According to the report, Masihzadeh pitched the idea for “All Winners” during a documentary filmmaking class at Karnameh Institute in Tehran back in 2014. Masihzadeh proposed the story of a Mr. Shokri, an inmate in debtor’s prison who, similar to “A Hero,” found a bag of gold during a prison leave and decided to return it. “All Winners, All Losers” screened at the Shiraz Arts Festival in 2018.

“I remember that moment very well because we were all shocked — Mr. Farhadi was shocked as well — because Azadeh’s story was so interesting and she’d come up with it all herself,” Rola Shamas, one of Masihzadeh’s fellow students, told THR.

Masihzadeh said that, in 2019, Farhadi summoned her to his office and asked her to sign a document saying that the idea for “All Winners, All Losers” was Farhadi’s.
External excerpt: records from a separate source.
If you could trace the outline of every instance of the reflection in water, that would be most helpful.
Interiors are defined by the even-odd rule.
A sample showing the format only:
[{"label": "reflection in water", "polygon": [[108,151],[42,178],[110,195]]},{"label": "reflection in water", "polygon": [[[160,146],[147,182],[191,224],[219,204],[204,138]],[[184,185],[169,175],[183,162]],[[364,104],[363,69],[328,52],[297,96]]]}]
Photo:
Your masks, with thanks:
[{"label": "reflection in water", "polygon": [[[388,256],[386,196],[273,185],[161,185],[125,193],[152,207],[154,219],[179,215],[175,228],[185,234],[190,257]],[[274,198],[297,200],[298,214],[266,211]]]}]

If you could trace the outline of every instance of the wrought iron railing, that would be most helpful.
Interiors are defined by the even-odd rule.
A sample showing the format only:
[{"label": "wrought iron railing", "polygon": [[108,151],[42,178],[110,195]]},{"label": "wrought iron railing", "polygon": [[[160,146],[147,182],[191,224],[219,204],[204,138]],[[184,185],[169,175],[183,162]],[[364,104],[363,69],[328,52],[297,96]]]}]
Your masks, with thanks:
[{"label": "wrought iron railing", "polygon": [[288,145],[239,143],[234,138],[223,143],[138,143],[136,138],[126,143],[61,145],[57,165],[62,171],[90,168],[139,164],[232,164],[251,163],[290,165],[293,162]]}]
“I shouldn’t have signed it, but I felt under great pressure to do so,” said Masihzadeh, who was allegedly not offered any payment from Farhadi. “Mr. Farhadi is this great master of Iranian cinema. He used that power he had over me to get me to sign.”
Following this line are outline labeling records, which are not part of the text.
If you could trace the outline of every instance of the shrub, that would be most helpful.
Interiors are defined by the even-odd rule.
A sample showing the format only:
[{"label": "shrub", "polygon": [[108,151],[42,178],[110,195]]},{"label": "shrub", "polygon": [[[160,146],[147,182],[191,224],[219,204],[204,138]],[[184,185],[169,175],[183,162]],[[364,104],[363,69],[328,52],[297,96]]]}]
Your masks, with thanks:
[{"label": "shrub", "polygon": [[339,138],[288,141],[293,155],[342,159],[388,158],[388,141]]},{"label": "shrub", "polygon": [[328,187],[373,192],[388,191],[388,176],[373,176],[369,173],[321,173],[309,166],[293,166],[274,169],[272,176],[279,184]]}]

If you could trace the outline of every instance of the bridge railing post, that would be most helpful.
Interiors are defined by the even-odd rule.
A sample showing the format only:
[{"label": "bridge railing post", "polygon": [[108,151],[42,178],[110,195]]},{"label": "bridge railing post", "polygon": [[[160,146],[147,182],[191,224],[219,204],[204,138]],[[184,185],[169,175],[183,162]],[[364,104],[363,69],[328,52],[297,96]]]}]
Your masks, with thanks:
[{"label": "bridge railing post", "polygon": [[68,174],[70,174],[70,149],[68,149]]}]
Farhadi’s attorney Sophie Borowsky noted that “ideas and concepts are not protected by copyright,” which also means that the document signed by Masihzadeh has no legal value.

“Asghar Farhadi apparently wanted to make clear that he was the one who proposed the idea and the plot of the documentary during the workshop,” Borowsky wrote to THR.

Borowsky added that inspiration for the film came from a Bertolt Brecht play but that the movie is also a free interpretation of Shokri’s story, which Farhadi and his representatives claim was prominent in media well before the workshop. A source provided IndieWire with two Iranian news stories, which appear to have been posted in 2012, detailing Shokri’s story and allegedly serving as research for “A Hero.”

But Masihzadeh claimed that “[Shokri’s] story was never in the national media, it was never on TV, it was not available online or in the public record. It was a story I found and researched on my own.”

Masihzadeh’s classmate Shamas has reportedly testified on her behalf in court. “I always follow what’s happening in Cannes, so I was listening when Mr. Farhadi did an interview [in 2021] about ‘A Hero,’” Shamas said. “When he gave a synopsis [of the film], I swear I froze. I thought, ‘That’s Azadeh’s documentary.’”

Negar Eskandarfar, director of the Karnameh Institute, told THR that the idea for “All Winners” was entirely Masihzadeh’s own.

Eskandarfar also noted a similar plagiarism claim against Farhadi that surfaced from another student in an earlier workshop in 2011. But that student, speaking on anonymity, did not pursue legal action, and told THR, “Mr. Farhadi is a genius filmmaker and what he did with my story is his work.”

IndieWire has reached out to representatives for Farhadi for comment, as well as for Amazon Studios.